如果您為多字詞詞組加強，但未獲得預期的結果，建議您將組成該詞組的所有雙字詞 (2 個字詞，按順序排列) 新增為額外的 phrase 項目，並為每個項目指派加強值。接著，您可以參考上述範例，考慮新增其他二元組和 N 元組 (超過 2 個字詞)，例如「my favorite」、「my favorite exhibit」、「favorite exhibit」、「my favorite exhibit at the American Museum of Natural History」、「American Museum of Natural History」、「blue whale」等等。如此一來，Speech-to-Text 辨識模型就更有可能在音訊中辨識出含有原始加強詞組部分，但不完全相符的相關詞組。

設定加強值

增強值必須是介於 0 到 20 之間的浮點值。實際上，加強值的最大上限為 20。為取得最佳結果，請嘗試調整強化值，直到獲得準確的轉錄結果為止。

較高的加強值可減少偽陰性情形，也就是音訊中出現的字詞或詞組，但 Speech-to-Text 未正確辨識的情況。不過，使用加強功能也會提高出現誤判的可能性，也就是在轉錄稿中出現某個字詞或詞組，但音訊中並未出現該字詞或詞組的情況。

接收逾時通知

Speech-to-Text 回應包含 SpeechAdaptationInfo 欄位，可提供辨識期間的模型調整行為資訊。如果發生與模型調整相關的逾時情形，adaptationTimeout 會是 true，而 timeoutMessage 會指定導致逾時的調整設定。發生逾時時，模型調整作業不會對傳回的轉錄稿產生影響。

使用模型適應的應用實例

以下範例將逐步說明如何使用模型調整功能，轉錄某人說出「call me fionity and oh my gosh what do we have here ionity」的音訊錄音檔。
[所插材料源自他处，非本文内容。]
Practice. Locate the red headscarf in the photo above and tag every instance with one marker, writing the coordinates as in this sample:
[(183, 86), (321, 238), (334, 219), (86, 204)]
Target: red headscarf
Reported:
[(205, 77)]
在這種情況下，模型必須正確識別「fionity」和「ionity」。

下列指令會在音訊上執行辨識作業，但不進行模型調整。轉錄結果不正確：「call me Fiona tea and oh my gosh what do we have here I own a day」。

   curl -H "Authorization: Bearer $(gcloud auth
   --impersonate-service-account=$SA_EMAIL print-access-token)" -H
   "Content-Type: application/json; charset=utf-8"
   "https://speech.googleapis.com/v1p1beta1/speech:recognize" -d '{"config":
   {"languageCode": "en-US"}, "audio":
   {"uri":"gs://biasing-resources-test-audio/call_me_fionity_and_ionity.wav"}}'

要求範例：

     {
       "config":{
       "languageCode":"en-US"
       },
       "audio":{
          "uri":"gs://biasing-resources-test-audio/call_me_fionity_and_ionity.wav"
       }
     }

使用 `PhraseSet` 改善語音轉錄品質

建立 PhraseSet：

curl -X POST -H "Authorization: Bearer $(gcloud auth
--impersonate-service-account=$SA_EMAIL print-access-token)" -H
"Content-Type: application/json; charset=utf-8"
"https://speech.googleapis.com/v1p1beta1/projects/project_id/locations/global/phraseSets"
-d '{"phraseSetId": "test-phrase-set-1"}'

要求範例：

{
   "phraseSetId":"test-phrase-set-1"
}

取得 PhraseSet：

curl -X GET -H "Authorization: Bearer $(gcloud auth
--impersonate-service-account=$SA_EMAIL print-access-token)" -H
"Content-Type: application/json; charset=utf-8"
"https://speech.googleapis.com/v1p1beta1/projects/project_id>/locations/global/phraseSets/test-phrase-set-1"\

將「fionity」和「ionity」詞組新增至 PhraseSet，並為每個詞組指派 boost 值 10：

curl -X PATCH -H "Authorization: Bearer $(gcloud auth
--impersonate-service-account=$SA_EMAIL print-access-token)" -H
"Content-Type: application/json; charset=utf-8"
"https://speech.googleapis.com/v1p1beta1/projects/project_id/locations/global/phraseSets/test-phrase-set-1?updateMask=phrases"\
-d '{"phrases": [{"value": "ionity", "boost": 10}, {"value": "fionity", "boost": 10}]}'

PhraseSet 現已更新為：

{
  "phrases":[
     {
          "value":"ionity",
          "boost":10
       },
       {
          "value":"fionity",
          "boost":10
       }
    ]
 }

再次辨識音訊，這次使用模型調整功能和先前建立的 PhraseSet。轉錄結果現在正確無誤：「call me fionity and oh my gosh what do we have here ionity」。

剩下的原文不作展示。